EL-born geologist leads winning oceanography team

East London-born geologist Dr Rochelle Wigley has made history by being the first woman to lead a winning team in the Shell Ocean Discovery XPRIZE competition.

Rochelle Wigley Pic: SUPPLIED

The competition requires teams to develop an autonomous underwater vehicle capable of transmitting high-resolution photographs and generating complex bathometric maps at depths of up to 4,500 meters.

Dr Wigley is currently serving as project director of General Bathymetric Chart of the Oceans/Nippon Foundation (GEBCO-NF) Projects at the Centre for Coastal and Ocean Mapping/Joint Hydrographic Centre at the University of New Hampshire in the USA.

She was chosen to lead the GEBCO-NF Alumni team which entered the competition in 2016.

“This was a three-year long project where 78 people from 22 countries all worked together with a the single goal of a successful solution to the challenge set before us by XPRIZE.

“The alumni worked alongside industry partners, suppliers, academia and others to achieve this goal,” said Wigley.

GEBCO-NF managed to make it through to the finals which saw them travel to Kalamata, Greece for the final 24-hour ocean mapping challenge.

Finalists had to produce a five-meter horizontal resolution bathymetric map as well as high-definition images of biological, archaeological or geological features of the ocean environment.

In the given 24 hours, Wigley’s team managed to map 278km2, produced 10 high-resolutions and produced eight 3D surfaces of the sea floor.

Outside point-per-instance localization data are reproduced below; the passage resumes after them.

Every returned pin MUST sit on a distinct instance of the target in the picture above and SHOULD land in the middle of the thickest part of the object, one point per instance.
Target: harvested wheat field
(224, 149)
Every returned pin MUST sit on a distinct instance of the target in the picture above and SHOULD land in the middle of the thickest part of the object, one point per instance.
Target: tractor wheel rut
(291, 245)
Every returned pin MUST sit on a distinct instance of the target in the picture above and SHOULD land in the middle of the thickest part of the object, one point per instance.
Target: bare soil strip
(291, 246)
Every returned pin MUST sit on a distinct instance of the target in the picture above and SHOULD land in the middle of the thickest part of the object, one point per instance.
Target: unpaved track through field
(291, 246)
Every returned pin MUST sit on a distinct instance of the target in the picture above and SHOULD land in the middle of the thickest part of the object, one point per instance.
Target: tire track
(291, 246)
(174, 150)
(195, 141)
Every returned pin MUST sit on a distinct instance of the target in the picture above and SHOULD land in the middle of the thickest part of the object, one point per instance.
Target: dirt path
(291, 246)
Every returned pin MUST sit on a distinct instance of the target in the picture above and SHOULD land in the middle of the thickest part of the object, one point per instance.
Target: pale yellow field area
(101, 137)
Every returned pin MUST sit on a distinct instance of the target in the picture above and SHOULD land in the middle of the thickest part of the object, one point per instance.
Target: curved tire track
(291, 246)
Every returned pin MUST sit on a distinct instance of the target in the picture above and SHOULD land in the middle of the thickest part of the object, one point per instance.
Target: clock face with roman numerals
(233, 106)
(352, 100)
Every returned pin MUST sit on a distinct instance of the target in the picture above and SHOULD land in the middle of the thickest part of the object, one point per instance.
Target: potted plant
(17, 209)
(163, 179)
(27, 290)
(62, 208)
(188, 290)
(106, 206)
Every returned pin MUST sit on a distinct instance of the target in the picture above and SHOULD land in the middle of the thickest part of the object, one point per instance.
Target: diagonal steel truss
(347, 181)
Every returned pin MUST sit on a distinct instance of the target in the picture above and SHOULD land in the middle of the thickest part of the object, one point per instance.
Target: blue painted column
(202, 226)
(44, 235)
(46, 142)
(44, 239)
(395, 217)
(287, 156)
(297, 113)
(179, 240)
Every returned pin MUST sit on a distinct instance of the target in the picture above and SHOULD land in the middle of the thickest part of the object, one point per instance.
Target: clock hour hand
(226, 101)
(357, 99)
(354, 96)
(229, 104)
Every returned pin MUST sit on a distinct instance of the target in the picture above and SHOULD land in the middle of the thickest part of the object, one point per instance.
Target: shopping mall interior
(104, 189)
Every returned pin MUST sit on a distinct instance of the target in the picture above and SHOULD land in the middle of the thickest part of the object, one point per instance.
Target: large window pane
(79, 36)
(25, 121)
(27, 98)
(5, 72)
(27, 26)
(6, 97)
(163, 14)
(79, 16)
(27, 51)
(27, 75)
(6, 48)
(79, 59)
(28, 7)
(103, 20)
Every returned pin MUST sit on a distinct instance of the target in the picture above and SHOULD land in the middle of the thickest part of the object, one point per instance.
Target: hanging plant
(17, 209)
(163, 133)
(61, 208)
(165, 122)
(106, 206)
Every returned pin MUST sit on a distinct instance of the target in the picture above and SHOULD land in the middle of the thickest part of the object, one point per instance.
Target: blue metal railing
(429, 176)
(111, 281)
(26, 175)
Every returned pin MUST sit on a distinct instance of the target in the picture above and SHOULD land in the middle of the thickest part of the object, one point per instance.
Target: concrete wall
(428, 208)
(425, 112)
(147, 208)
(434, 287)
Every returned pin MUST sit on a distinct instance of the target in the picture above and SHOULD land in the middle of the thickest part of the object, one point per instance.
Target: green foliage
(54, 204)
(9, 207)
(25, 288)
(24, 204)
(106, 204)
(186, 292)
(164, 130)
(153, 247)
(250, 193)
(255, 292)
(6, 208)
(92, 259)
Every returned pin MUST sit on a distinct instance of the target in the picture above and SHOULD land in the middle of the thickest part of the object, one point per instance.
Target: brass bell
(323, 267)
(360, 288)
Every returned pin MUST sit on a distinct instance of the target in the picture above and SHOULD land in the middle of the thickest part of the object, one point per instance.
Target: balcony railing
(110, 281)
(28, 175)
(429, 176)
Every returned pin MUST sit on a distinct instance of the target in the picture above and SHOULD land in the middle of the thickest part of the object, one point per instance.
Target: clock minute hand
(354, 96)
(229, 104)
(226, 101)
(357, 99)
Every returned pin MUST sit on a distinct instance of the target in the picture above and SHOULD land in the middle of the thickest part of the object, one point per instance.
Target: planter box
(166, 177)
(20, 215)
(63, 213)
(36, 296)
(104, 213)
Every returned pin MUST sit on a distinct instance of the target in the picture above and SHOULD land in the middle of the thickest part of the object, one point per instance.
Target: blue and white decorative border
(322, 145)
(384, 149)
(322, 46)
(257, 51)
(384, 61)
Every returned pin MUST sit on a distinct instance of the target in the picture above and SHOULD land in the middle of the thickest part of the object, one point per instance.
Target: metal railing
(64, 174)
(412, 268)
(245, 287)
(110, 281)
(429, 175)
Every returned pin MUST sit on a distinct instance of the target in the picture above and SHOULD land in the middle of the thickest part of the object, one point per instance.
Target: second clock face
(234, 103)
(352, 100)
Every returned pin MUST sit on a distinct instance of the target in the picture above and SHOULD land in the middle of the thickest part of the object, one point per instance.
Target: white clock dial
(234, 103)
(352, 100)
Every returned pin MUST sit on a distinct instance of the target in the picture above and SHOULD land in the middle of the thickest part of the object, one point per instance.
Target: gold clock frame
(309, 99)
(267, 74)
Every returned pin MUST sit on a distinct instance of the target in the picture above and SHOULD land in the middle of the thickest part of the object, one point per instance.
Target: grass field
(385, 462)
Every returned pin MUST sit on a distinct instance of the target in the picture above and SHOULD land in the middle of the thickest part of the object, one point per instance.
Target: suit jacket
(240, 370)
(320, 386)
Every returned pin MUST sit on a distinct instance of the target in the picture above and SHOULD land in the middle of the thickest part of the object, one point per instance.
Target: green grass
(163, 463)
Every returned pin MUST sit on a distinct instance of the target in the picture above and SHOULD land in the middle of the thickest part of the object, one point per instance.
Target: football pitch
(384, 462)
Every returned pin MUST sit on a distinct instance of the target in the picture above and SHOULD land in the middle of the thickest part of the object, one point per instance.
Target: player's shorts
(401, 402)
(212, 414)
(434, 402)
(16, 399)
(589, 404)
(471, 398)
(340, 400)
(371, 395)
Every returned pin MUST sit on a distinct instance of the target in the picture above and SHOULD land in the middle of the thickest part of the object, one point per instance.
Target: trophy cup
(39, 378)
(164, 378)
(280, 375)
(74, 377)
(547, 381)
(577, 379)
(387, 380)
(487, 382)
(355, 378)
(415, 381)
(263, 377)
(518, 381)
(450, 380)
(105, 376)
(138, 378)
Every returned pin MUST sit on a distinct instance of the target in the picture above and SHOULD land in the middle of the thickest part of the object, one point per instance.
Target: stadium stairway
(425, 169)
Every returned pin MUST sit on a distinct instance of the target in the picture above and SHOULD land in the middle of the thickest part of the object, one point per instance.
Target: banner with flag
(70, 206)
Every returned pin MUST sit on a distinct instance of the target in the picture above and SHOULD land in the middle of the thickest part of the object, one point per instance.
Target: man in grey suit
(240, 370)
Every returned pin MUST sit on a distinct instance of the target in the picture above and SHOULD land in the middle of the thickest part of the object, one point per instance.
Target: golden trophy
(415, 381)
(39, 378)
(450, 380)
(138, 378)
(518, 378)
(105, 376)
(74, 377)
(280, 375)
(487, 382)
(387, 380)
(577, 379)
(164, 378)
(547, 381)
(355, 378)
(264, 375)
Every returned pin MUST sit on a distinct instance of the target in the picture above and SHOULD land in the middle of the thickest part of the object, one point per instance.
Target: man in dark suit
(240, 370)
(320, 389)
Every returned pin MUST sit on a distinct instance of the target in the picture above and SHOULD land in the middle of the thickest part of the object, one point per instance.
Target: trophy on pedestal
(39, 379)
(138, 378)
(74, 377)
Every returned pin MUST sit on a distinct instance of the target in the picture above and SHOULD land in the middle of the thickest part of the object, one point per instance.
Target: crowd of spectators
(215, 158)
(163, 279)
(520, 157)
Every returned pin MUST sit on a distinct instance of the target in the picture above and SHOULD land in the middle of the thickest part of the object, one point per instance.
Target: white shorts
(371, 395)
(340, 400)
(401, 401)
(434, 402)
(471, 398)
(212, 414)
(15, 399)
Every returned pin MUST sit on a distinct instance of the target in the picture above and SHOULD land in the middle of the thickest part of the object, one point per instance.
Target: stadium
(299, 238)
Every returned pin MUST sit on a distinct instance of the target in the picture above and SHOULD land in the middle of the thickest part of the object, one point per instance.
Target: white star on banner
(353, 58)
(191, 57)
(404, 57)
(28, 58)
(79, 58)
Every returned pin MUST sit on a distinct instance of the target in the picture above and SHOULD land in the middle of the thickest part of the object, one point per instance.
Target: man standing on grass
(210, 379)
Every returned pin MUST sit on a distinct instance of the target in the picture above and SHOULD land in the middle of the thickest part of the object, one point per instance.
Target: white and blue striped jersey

As a result, they were crowned overall winners at a ceremony held at the Oceanographic Museum of Monaco on May 31. They were awarded $4m (about R58m).

The money will go back to the Nippon Foundation to invest in further ocean mapping initiatives.

DEEP DIVE: Dr Rochelle Wigley, centre, stands with members of the GEBCO-Nippon Foundation Alumni Team and partners at the International Hydrographic Organisation (IHO) in Monaco
Picture: REBECCA MARSHALL

“The competition meant so much to me on so many levels. We worked with so many skilled individuals that it was an honour. Our team is unique in its diversity of nationalities, education, culture, age, gender and colour.

“Our backgrounds and careers represent academia industry, national governments and non-profit corporations from around the world,” Wigley said.

“In addition, it showed the world the skills of the alumni in our training programme and the value of capacity building and that no matter what, passion and dedication wins out,” she said.

After graduating from Clarendon High School in 1986, Wigley pursued a BSc degree from Rhodes University where she majored in geology and chemistry. She achieved her honours in 1990 and went on to achieve a master’s degree in geochemistry from the University of Cape Town (UCT) in 1995.

According to Wigley, her interest in geology came from her time spent wandering the veld near her home with her grandfather.

In 1997 she was employed as the lead geologist at Werner Marine Research, a job she she held until August 1998. Wigley then moved on to serve as head geologist at Gal Marine until March 2000.

Wigley was accepted as a PhD student at UCT in 2005. and achieved her PhD in geology in 2005.In 2008, she obtained her Ocean Mapping Advanced Graduate Certificate from the University of New Hampshire in the US.

In 2012, she was appointed as the project director of GEBCO-NF projects at the Centre for Coastal and Ocean Mapping at the University of New Hampshire.